Bob White

No. 33
- Position: Fullback

Personal information
- Born: August 22, 1938 Portsmouth, Ohio, U.S.
- Died: May 7, 2025 (aged 86) Venice, Florida, U.S.
- Listed height: 6 ft 2 in (1.88 m)
- Listed weight: 220 lb (100 kg)

Career information
- High school: Covington (Covington, Kentucky)
- College: Ohio State
- NFL draft: 1960 (8th round, 91st overall pick)
- AFL draft: 1960

Career history
- Houston Oilers (1960);

Awards and highlights
- AFL champion (1960); National champion (1957); Consensus All-American (1958); First-team All-Big Ten (1958); Second-team All-Big Ten (1957);
- Stats at Pro Football Reference

= Bob White (fullback) =

American football player (1938–2025)

Loren Robert White (August 22, 1938 – May 7, 2025) was an American professional football player who was a fullback for the Houston Oilers of the American Football League (AFL). He played college football for the Ohio State Buckeyes.

== College career ==
At Ohio State University, White played college football for three seasons with the Buckeyes from 1957 to 1959, playing both fullback on offense and linebacker on defense.

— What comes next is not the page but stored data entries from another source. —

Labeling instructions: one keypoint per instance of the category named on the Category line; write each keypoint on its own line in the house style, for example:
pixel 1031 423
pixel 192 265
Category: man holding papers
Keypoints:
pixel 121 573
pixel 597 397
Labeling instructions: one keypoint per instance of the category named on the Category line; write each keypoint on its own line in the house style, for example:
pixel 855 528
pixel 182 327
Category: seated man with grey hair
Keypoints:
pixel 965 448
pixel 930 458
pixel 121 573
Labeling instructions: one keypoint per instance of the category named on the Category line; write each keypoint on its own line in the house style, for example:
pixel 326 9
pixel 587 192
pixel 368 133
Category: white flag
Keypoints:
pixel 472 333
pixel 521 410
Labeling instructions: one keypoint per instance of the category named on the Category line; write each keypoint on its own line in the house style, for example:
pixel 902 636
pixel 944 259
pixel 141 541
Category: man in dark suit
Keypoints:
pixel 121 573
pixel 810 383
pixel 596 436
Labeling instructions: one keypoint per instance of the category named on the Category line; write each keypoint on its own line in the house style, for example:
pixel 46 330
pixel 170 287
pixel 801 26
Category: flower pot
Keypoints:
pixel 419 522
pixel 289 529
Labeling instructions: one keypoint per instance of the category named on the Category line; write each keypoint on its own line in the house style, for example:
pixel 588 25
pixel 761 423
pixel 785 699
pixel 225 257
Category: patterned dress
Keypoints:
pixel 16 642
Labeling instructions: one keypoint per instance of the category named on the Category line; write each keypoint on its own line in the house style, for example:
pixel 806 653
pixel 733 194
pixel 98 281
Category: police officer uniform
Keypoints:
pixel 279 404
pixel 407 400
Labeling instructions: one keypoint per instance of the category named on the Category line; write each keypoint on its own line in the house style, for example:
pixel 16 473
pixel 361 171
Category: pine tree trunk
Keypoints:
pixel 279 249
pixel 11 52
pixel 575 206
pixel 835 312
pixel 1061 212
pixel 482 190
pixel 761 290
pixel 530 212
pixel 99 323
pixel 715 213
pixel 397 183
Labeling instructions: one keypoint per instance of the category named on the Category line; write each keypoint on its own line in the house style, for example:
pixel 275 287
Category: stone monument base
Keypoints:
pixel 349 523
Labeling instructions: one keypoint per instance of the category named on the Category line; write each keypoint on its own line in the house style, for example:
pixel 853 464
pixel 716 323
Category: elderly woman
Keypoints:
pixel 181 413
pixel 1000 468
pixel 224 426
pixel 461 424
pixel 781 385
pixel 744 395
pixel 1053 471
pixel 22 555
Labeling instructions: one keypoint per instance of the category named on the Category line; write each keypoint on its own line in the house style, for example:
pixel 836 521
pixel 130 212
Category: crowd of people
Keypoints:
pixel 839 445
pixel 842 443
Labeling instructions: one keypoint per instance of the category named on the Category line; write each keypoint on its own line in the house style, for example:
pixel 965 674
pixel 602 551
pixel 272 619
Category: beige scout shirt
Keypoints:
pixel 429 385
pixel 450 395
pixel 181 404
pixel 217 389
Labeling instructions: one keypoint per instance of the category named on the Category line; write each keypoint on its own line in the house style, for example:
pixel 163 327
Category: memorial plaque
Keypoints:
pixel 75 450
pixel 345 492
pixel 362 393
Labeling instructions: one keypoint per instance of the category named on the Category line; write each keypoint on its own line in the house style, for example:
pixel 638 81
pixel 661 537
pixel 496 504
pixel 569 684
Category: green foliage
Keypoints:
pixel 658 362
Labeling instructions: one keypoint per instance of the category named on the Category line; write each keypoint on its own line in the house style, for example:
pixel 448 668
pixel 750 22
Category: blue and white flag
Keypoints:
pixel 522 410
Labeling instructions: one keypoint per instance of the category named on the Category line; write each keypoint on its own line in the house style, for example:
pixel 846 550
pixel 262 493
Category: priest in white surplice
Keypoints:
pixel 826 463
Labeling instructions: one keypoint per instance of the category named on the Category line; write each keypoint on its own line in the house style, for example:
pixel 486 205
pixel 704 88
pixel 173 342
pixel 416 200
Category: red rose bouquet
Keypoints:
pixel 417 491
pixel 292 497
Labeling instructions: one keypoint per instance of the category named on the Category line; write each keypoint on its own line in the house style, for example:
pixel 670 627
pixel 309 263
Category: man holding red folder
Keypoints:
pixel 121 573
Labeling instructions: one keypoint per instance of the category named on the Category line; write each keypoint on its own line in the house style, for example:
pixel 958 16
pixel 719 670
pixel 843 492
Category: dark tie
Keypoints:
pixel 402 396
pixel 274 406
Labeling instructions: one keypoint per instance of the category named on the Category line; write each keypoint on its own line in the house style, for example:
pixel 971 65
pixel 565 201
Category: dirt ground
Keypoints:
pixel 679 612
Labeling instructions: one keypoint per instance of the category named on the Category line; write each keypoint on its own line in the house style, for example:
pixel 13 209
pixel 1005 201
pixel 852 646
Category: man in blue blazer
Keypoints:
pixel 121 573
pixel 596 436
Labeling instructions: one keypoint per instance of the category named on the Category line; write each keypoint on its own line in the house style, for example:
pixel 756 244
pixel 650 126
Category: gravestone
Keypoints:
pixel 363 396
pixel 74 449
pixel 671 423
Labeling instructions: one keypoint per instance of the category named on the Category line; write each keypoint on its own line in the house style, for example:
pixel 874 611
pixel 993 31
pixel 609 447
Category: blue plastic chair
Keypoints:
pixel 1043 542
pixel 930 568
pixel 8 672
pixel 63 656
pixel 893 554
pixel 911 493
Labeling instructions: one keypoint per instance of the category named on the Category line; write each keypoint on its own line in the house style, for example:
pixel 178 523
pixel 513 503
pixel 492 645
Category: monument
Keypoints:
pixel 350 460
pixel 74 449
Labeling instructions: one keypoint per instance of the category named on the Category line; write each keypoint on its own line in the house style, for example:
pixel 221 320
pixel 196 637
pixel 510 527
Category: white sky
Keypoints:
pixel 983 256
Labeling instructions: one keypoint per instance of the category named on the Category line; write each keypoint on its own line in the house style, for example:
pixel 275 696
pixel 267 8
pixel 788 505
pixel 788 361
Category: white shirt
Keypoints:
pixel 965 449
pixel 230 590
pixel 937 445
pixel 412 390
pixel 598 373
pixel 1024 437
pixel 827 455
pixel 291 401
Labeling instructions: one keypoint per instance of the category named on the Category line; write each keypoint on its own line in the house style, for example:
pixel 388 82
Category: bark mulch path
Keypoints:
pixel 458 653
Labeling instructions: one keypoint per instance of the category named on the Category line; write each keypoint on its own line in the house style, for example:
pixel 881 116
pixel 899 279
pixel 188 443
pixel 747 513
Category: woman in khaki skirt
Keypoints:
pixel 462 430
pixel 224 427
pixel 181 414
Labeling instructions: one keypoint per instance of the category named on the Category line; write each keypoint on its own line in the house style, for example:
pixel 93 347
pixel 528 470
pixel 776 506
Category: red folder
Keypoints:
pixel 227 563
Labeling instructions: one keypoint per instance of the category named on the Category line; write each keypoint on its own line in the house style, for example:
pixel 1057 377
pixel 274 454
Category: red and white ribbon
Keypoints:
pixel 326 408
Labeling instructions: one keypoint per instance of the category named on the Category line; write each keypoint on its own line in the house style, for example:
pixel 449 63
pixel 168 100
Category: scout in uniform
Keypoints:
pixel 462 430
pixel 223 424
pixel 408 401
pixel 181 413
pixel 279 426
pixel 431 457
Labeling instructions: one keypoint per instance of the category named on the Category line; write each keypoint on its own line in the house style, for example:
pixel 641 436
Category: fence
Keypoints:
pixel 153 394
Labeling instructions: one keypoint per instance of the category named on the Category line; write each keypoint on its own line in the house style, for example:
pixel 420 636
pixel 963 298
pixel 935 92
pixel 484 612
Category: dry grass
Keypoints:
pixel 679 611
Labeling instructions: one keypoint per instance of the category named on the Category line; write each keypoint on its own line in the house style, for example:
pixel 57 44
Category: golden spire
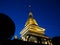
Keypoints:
pixel 31 20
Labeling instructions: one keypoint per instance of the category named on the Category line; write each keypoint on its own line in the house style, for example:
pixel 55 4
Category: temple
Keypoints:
pixel 33 33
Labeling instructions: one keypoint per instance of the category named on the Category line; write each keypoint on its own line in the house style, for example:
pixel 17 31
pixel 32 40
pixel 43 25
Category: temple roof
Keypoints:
pixel 31 20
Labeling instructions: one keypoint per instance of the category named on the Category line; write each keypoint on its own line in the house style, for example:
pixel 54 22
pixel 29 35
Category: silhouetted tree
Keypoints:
pixel 56 40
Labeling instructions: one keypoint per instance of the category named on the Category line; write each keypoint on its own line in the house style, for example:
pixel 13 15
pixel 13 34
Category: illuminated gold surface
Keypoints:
pixel 32 26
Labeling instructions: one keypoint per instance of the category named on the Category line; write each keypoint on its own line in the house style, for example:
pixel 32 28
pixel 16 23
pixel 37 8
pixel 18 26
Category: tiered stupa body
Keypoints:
pixel 33 33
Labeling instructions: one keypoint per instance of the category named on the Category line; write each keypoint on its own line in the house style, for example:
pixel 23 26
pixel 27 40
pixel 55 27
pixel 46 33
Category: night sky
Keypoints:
pixel 46 13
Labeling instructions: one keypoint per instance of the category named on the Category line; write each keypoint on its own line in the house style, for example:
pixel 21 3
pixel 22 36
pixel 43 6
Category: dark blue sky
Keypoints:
pixel 46 13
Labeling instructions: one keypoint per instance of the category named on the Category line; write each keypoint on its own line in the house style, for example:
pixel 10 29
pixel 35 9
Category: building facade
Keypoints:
pixel 33 33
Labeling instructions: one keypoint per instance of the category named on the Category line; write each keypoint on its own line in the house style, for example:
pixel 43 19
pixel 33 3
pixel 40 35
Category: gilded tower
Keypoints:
pixel 33 33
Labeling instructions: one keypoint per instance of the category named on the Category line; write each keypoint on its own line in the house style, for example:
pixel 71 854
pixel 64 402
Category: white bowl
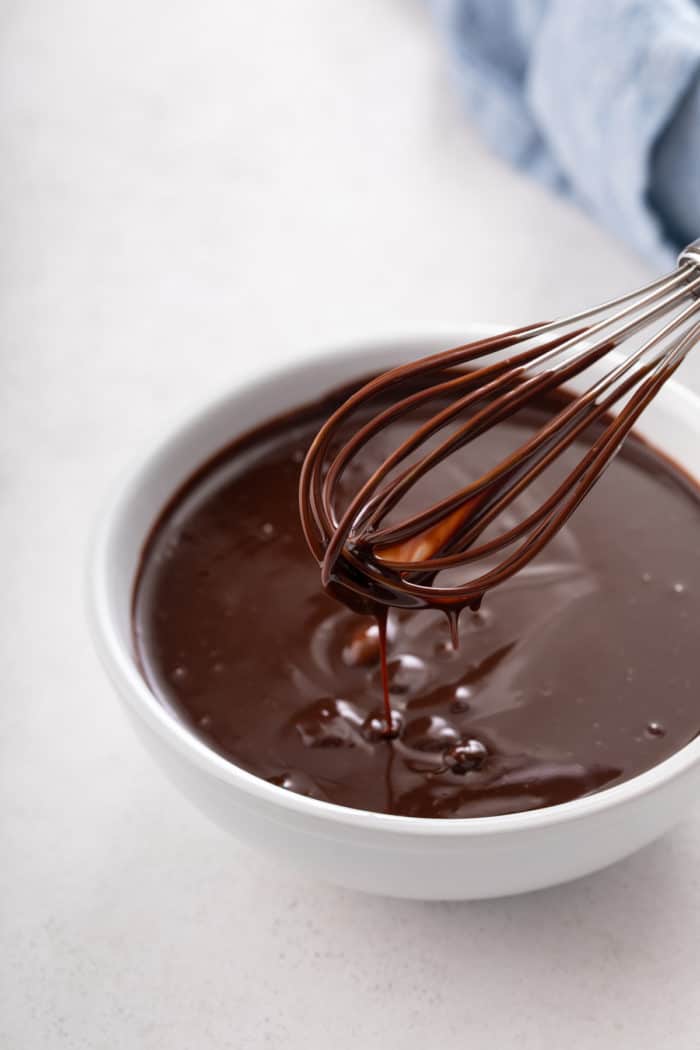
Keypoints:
pixel 381 854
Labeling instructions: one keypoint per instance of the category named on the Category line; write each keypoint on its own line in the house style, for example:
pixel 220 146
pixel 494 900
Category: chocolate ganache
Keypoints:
pixel 577 673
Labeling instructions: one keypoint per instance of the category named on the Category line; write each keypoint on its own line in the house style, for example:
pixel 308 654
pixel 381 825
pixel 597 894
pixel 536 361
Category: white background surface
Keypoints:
pixel 189 188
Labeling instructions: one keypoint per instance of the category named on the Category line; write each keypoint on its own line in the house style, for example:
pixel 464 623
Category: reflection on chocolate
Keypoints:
pixel 576 674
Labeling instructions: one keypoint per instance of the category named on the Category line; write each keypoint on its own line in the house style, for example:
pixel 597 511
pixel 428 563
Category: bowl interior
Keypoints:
pixel 672 423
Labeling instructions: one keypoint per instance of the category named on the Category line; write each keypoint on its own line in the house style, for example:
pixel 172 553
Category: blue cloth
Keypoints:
pixel 598 99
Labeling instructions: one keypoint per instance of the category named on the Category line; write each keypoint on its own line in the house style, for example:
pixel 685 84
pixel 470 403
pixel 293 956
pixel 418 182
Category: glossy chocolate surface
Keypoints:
pixel 579 672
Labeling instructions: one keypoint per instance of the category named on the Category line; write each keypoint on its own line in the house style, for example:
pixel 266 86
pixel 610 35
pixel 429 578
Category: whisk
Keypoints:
pixel 373 564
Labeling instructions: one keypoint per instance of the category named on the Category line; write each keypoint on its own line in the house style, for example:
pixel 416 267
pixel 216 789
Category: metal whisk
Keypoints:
pixel 375 564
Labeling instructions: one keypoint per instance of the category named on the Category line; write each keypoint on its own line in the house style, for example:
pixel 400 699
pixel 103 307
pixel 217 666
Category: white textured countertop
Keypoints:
pixel 187 188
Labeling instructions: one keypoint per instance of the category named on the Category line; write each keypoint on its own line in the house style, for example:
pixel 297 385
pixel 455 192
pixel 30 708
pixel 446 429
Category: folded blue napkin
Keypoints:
pixel 598 99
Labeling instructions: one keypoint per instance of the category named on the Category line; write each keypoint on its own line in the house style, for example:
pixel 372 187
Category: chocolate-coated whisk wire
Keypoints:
pixel 478 389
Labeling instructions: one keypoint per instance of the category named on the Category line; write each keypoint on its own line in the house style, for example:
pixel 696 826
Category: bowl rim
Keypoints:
pixel 122 669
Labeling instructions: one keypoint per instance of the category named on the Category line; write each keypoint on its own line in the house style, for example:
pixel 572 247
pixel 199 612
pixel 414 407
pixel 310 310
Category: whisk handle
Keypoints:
pixel 692 254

Each of those seasons, White was picked as the team's Most Valuable Player and named an Ohio State Academic All-Big Ten Honoree.

In 1957, he and the Buckeyes won the Big Ten Conference title and then went on to win the 1958 Rose Bowl over Oregon. Both the UPI and Football Writers named Ohio State the National Champions, but the AP placed the Buckeyes No. 2 behind Auburn.

In 1958, White had his best individual season, leading in the Buckeyes in scoring (12 touchdowns) and rushing (859 yards). White was named a First-Team All-American and finished fourth in the Heisman Trophy voting. He was also named the Academic All-American Player of the Year in 1958.

Following a less flashy senior year (312 rushing yards, no touchdowns), White finished his Ohio State career with 1,723 rushing yards and 13 touchdowns in 27 games.

== Professional career ==
White was drafted in eighth round, 91st overall by the Cleveland Browns in the 1960 NFL Draft, but opted to play for the Houston Oilers, who had drafted him. In his only AFL season, White played just six games for the champion Oilers.

== Death ==
White died on May 7, 2025, at the age of 86.

== Honors ==
White was inducted in to the Ohio State Varsity O Hall of Fame in 1987.